O Gaesp (Grupo de Atuação Especial de Segurança Pública) também recomendou à PM uma revisão nos protocolos de abordagem, com o objetivo de reduzir a letalidade e evitar abusos. Entre as recomendações está a intensificação do uso de câmeras corporais durante todas as operações, além de cursos de reciclagem para os policiais sobre as normas de abordagem.

Essas mortes e os episódios de violência trazem à tona uma série de questões sobre o funcionamento e a conduta da Polícia Militar, bem como sobre o relacionamento da corporação com a população. A pressão sobre o governo de Tarcísio tem aumentado, e a relação com a PM está no centro do debate. As denúncias de abusos e a alta letalidade policial apontam para uma necessidade urgente de mudanças estruturais dentro da corporação, incluindo o fortalecimento de mecanismos de fiscalização e transparência.

A insistência do governador em manter o secretário Derrite à frente da segurança pública pode ser vista como uma tentativa de estabilidade, mas também levanta questões sobre até que ponto a atual gestão está sendo eficaz na redução da violência policial.

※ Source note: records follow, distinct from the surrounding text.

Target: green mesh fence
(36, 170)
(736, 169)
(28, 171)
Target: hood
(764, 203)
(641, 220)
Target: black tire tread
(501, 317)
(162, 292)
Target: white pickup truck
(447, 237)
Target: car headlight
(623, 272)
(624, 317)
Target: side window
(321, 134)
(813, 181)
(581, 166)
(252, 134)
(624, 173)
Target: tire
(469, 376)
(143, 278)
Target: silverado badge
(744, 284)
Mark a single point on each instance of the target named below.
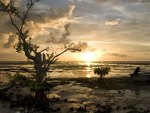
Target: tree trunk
(41, 101)
(101, 77)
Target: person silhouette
(136, 72)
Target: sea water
(78, 69)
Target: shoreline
(72, 94)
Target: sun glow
(88, 56)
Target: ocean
(77, 69)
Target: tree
(102, 71)
(41, 60)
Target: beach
(90, 95)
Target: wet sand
(89, 95)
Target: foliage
(102, 71)
(41, 60)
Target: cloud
(85, 47)
(10, 42)
(58, 39)
(117, 55)
(53, 23)
(112, 22)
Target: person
(136, 72)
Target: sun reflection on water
(88, 70)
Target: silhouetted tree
(41, 60)
(102, 71)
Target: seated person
(136, 72)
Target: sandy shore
(119, 95)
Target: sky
(106, 30)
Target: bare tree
(41, 60)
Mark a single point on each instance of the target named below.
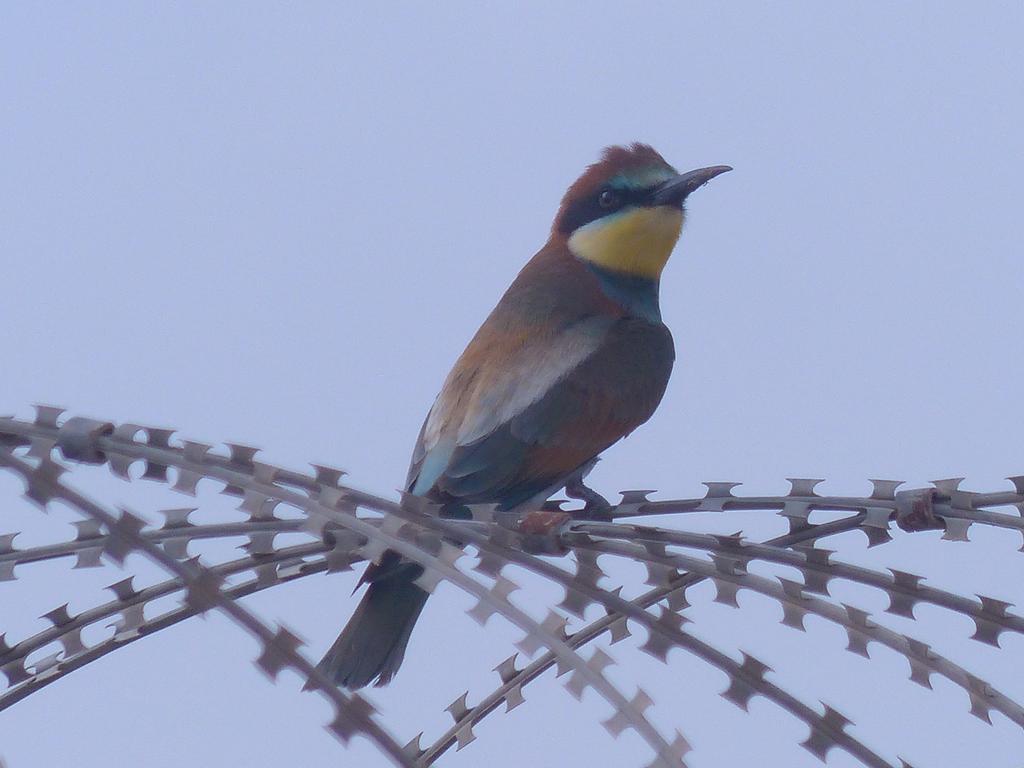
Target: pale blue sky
(280, 224)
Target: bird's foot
(542, 529)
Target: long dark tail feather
(371, 647)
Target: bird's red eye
(607, 199)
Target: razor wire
(341, 538)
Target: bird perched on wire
(572, 358)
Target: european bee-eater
(572, 358)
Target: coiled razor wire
(341, 538)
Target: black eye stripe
(590, 208)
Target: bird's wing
(519, 428)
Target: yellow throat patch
(637, 241)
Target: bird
(572, 358)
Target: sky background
(280, 224)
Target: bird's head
(626, 211)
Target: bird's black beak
(675, 190)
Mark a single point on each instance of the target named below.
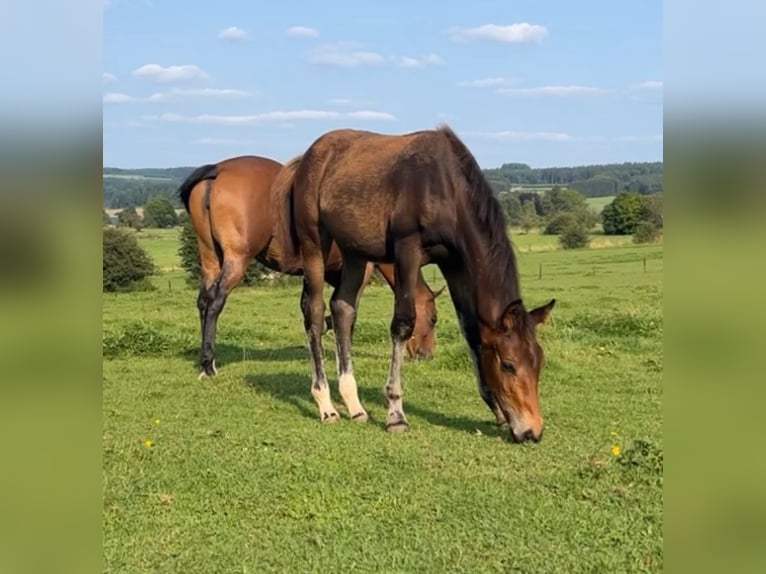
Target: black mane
(500, 265)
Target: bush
(126, 265)
(559, 223)
(129, 217)
(646, 232)
(574, 237)
(159, 212)
(189, 254)
(622, 216)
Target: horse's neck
(482, 285)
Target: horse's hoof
(330, 417)
(360, 417)
(208, 370)
(397, 427)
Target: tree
(646, 232)
(651, 210)
(529, 217)
(511, 208)
(557, 199)
(159, 212)
(129, 217)
(574, 236)
(622, 216)
(559, 222)
(188, 251)
(126, 264)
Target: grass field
(236, 474)
(598, 203)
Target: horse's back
(240, 203)
(372, 186)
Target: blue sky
(548, 83)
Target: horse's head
(510, 360)
(423, 340)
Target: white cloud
(302, 32)
(511, 136)
(344, 54)
(552, 91)
(175, 94)
(638, 139)
(170, 73)
(117, 98)
(427, 60)
(511, 33)
(650, 85)
(223, 141)
(279, 116)
(486, 83)
(232, 33)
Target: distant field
(598, 203)
(236, 474)
(139, 177)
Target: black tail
(208, 171)
(282, 195)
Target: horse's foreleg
(312, 305)
(230, 274)
(343, 305)
(402, 324)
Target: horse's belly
(363, 235)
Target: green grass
(536, 241)
(598, 203)
(242, 477)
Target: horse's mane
(282, 206)
(500, 265)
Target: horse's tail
(468, 164)
(283, 200)
(202, 173)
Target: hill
(133, 187)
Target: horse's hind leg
(343, 304)
(210, 271)
(230, 274)
(407, 264)
(312, 305)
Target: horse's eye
(508, 367)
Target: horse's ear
(511, 316)
(540, 315)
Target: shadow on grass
(227, 354)
(294, 389)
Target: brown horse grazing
(412, 199)
(230, 205)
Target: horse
(412, 199)
(230, 207)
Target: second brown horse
(230, 204)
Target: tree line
(134, 187)
(566, 213)
(591, 180)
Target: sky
(542, 82)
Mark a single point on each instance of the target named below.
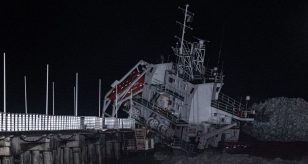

O uso das câmeras, as mudanças nos procedimentos de abordagem e as recomendações do Ministério Público são passos importantes, mas ainda há um longo caminho a ser percorrido para restaurar a confiança pública nas instituições de segurança em São Paulo.

Enquanto isso, os números de mortes provocadas pela polícia continuam a crescer, e a sociedade paulista aguarda respostas mais contundentes e mudanças reais na segurança pública.